À sa table, Arsène finissait son eau pétillante, quand un petit garçon traversa en courant la place en appelant à tue-tête : « Papy ! Papy ! »

— Maurice, interpella la patronne du “Café des Sports”, il y a ton petit-fils qui t’appelle.

L’un de ceux qui discutait grande cuisine au comptoir sortit sur le pas de la porte.

— Papy ! Papy !

— Qu’est-ce qui t’arrive, Cédric ?

— Monsieur le curé est mort.

— Comment ça, monsieur le curé est mort ? Qu’est-ce que tu inventes encore ?

Tout le monde s’était tu et s’approchait du grand-père et du gamin

— Oui, il est mort. Il était en train d’agiter le truc…

— Le goupillon…

— Oui, il agitait le goupillon au-dessus du cercueil en racontant des trucs et il est tombé. Alors, y a madame Finet qui a écouté son cœur et elle a dit qu’il était mort.

— À presque quatre-vingt-dix ans, le pauvre homme, le cœur a dû lâcher, assura l’un des clients.

— Regardez, le docteur Rousset a été prévenu.

Une Alfa Roméo flambant neuve s’arrêta près du corbillard. Cette arrivée en trombe agit comme un signal. Tels des migrateurs, l’ensemble des consommateurs se dirigea en toute hâte vers l’église.

IIPAIN SURPRISE

Arsène était remonté dans sa chambre. Énervé, il referma violemment la porte de sa chambre. Il prit dans sa veste son téléphone portable. Il s’assit au bout du lit, passant nerveusement ses mains dans ses cheveux poivre et sel.

— Allô ! Arsène Barbaluc à l’appareil, passez-moi le directeur… Je me fous qu’il soit en réunion… Non, surtout pas je ne veux pas le secrétariat. Je veux parler au directeur, et pas dans dix minutes… Bien, merci.

Arsène attendit quelques secondes avant d’avoir André Gibon, directeur du guide Le gastronome français, en ligne.

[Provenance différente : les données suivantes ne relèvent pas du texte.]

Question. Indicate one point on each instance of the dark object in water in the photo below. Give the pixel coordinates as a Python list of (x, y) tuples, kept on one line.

— Je vous prie de m’excuser, monsieur le directeur, mais il s’agit d’une urgence. Voilà, je viens d’arriver dans le Dauphiné pour faire une vingtaine d’inspection dans la région. Je devais commencer demain par “La Queue d’Écrevisse” et, par hasard, j’ai appris qu’il attendait ma visite… Oui, par une indiscrétion. Il semblerait que nous ayons actuellement à la direction une jeune stagiaire dont le père est un ami de régiment du patron de ce restaurant.

— …

— C’est cela. Il a aujourd’hui une fourchette et il fait partie de ceux qui sont susceptibles d’en gagner une seconde. Gérard Flandinet, lors de son inspection, il y a quelques mois l’avait proposé. Par ailleurs, nous n’avons que de bons échos.

Il se passa quelques minutes durant lesquelles Arsène n’émit que des oui, des non, ou des grognements.

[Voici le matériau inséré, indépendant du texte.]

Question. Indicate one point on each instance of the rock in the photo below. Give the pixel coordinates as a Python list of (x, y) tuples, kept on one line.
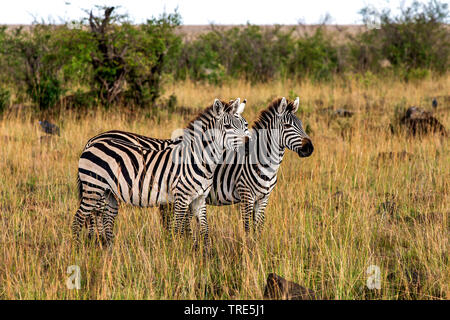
[(343, 113), (402, 155), (280, 288), (49, 128), (389, 207), (418, 121), (434, 103)]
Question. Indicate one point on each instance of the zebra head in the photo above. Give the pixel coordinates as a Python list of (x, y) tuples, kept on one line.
[(232, 127), (292, 135)]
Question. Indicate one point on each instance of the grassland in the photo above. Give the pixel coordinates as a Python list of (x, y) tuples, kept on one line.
[(331, 216)]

— Bien, je vais m’y rendre dès ce soir, monsieur le directeur. Je vous tiens au courant. Bonne soirée.

Il éteignit son portable et s’allongea sur le lit. Les sirènes des véhicules de gendarmerie et d’une ambulance tirèrent Arsène de sa torpeur. Par les volets entrebâillés, il jeta un œil sur la place.

Il y avait foule autour de l’église. Quelques gendarmes essayaient de contenir les badauds. Parmi eux, il reconnut certains consommateurs du “Café des Sports”. Julien Tardieu, accompagné de deux hommes, fut le premier à quitter la place.

Quelques instants plus tard, Josiane reprit, à son tour, le chemin de l’hôtel. L’apercevant, elle lui fit un petit signe de la main et son plus beau sourire :

— Faites attention, monsieur Barbaluc ! Vous devriez tenir vos volets et votre fenêtre fermés. Si vous laissez entrer la chaleur, cette nuit vous allez étouffer.

— Oui, oui… Merci, bredouilla Arsène, comme pris en faute.

Il referma précipitamment les battants, reprit son portable, appela “La Queue d’Écrevisse” et réserva une table pour deux personnes, pour le soir même, à 20 heures. Arsène fourragea un moment dans sa valise avant de trouver le guide touristique du Dauphiné. Il enleva sa chemise et s’allongea sur le lit. C’était la première fois qu’il venait dans cette région. Il se souvenait qu’enfant, il avait passé une dizaine de jours sur le plateau du Vercors. Dans son souvenir, il se rappelait surtout qu’il avait été déçu. Ils étaient venus pour faire du ski, et la neige n’avait pas été au rendez-vous. Son père les avait traînés, sa sœur et lui, visiter Grenoble et le musée de la Résistance de Vassieux-en-Vercors. Il ne fallait pas perdre une occasion de se cultiver. Mais quand on est enfant…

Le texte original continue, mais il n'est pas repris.